Witzigerweise kann aber eine der größten Gefahren der Synchronisation auch zu einer ihrer größten Stärken werden. Es hat nämlich auch Autoren gegeben, die sich bei der deutschen Synchronisation so kreativ ausgetobt haben, dass sie am Ende tatsächlich Kult erschufen. Stichwort „Schnodderdeutsch„, das uns vor allem aus den „Bud Spencer & Terrence Hill“-Filmen und manchen älteren US-Serien bekannt ist. Für Puristen eigentlich ein Graus, aber der Erfolg dieser abgedreht-kreativen Synchronisationen ist nicht unverdient und hat sich in das kollektive Gedächtnis mehrere Generationen gebrannt. Darunter auch meiner.

Schieß dem Fenster
Womit wir dann auch bei der eigenen Kindheit und Jugend angekommen sind und einem weiteren Phänomen. Wer einmal mit den Originalversionen angefangen hat (bei mir gegen Ende der 90er), der geht nur schwer freiwillig wieder zur deutschen Version zurück.

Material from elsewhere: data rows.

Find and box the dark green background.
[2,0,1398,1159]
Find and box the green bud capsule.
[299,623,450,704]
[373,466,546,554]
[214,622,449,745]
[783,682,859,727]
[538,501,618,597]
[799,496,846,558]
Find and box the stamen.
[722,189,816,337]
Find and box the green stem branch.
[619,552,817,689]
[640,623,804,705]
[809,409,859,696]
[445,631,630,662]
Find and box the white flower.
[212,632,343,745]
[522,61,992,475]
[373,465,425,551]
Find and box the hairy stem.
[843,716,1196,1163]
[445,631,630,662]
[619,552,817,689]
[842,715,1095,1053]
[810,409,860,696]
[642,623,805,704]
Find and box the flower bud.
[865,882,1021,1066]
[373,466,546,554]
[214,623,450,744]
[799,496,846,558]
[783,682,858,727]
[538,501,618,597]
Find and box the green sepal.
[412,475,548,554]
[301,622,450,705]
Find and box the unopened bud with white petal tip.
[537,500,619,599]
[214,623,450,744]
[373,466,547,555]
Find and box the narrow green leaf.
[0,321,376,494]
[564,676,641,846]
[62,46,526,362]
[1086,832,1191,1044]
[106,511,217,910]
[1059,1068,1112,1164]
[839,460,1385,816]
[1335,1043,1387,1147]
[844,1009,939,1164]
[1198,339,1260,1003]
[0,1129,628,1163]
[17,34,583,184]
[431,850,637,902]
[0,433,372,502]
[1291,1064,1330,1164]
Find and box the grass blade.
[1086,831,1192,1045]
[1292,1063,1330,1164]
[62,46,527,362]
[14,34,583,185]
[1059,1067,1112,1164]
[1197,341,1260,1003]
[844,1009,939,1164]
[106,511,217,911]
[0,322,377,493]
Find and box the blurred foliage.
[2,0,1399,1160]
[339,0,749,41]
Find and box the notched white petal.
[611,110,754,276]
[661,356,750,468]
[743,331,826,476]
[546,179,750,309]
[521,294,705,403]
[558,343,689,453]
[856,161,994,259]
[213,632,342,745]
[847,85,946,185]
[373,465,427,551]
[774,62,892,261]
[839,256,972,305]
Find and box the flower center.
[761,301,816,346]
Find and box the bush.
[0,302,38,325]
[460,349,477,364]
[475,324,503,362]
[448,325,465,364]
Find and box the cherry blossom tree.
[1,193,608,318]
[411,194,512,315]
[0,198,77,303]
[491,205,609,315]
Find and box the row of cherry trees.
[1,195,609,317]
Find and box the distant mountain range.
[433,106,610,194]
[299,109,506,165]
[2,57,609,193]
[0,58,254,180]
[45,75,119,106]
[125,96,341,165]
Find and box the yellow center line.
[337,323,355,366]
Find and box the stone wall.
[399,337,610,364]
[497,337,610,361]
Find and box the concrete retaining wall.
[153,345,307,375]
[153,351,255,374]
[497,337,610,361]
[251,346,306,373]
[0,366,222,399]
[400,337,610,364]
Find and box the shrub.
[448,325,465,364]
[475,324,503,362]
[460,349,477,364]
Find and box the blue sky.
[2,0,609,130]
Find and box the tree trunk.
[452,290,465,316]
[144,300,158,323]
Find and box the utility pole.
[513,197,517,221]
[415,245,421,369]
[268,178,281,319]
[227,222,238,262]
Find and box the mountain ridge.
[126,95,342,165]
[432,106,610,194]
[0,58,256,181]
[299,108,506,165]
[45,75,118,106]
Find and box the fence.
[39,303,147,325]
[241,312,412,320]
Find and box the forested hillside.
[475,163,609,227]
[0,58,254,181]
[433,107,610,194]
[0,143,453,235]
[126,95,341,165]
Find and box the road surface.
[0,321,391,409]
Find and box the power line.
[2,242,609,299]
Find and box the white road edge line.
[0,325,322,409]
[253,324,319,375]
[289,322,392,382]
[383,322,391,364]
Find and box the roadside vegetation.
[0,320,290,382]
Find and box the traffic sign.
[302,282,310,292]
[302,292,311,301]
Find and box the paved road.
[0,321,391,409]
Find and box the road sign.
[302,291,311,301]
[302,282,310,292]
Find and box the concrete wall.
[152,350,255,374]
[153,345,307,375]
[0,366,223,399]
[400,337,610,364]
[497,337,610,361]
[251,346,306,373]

Außer, es handelt sich um liebgewonnene Kindheitserinnerungen. Filme, die man auf Deutsch in und auswendig kennt. Und Schauspieler, deren deutsche Stimme einem einfach ans Herz gewachsen ist. Schwarzenegger im Original zu hören fällt dann eben durchaus schwer. Und noch heute kann ich den kompletten dritten „Indiana Jones„-Film gefühlt auswendig auf Deutsch aufsagen. Und es legt sich einfach eine nostalgische Wärme über einen, wenn Tom Hanks in „Forrest Gump“ auf Deutsch über Pralinen philosophiert.

Es gibt übrigens auch noch einen seltenen Fall, wo die Originalsprache dem Film sogar etwas zum Verhängnis wird. Und zwar dann, wenn dort deutsche Figuren auftauchen, die ihrer eigenen Sprache nicht mächtig sind. Irgendwie verliert der gute Hans Gruber in „Stirb Langsam“ zumindest kurz im englischen Original seinen Schrecken, wenn er die Anweisung „Schieß dem Fenster“ herausbrüllt. Hans, setzen, sechs! Fehlerhafter deutscher Satzbau taucht selbst im heutigen Hollywoodkino immer wieder auf – was angesichts der kulturellen Vielfalt der Bewohner in den USA mir immer noch Rätsel aufgibt. Aber zugegeben, das ist natürlich schon ein sehr pedantischer Kritikpunkt.

Goldene Regeln
Der größte Vorteil der deutschen Synchronisation ist am Ende aber natürlich die Verständlichkeit. Denn um wirklich jedes Detail, gerade eines anspruchsvollen Filmes aufzuschnappen, muss man eigentlich schon in dem Produktionsland geboren sein. Und am Ende bringt einem das Originalflair nämlich gar nichts, wenn man gerade aus Verständnisgründen einen entscheidenden Plot Point falsch interpretiert hat. Und so gebe auch ich gerne zu, dass es gut zu wissen ist, dass auf Netflix die deutsche Sprachversion zumindest als Backup vorhanden ist.

So steht und fällt der Nutzen der Synchronisation mit dem eigenen Sprachverständnis und der Leidenschaft für das Medium. Ein jeder muss also selbst für sich ausmachen, wo hier die Prioritäten liegen. Man macht es sich aber definitiv zu einfach, die deutsche Synchronisation einfach nur zu verdammen. Und so bin ich für mich zu folgender Grundregel gekommen: Englischsprachige Filme, die mir am Herzen liegen, werden als erstes immer nur im Original angeschaut. Und das ist nicht verhandelbar. Filme, bei denen meine Neugier begrenzt ist oder die ich bereits kenne, kann ich dagegen auch auf Deutsch konsumieren. In diesem Sinne: Goodbye und Auf Wiedersehen.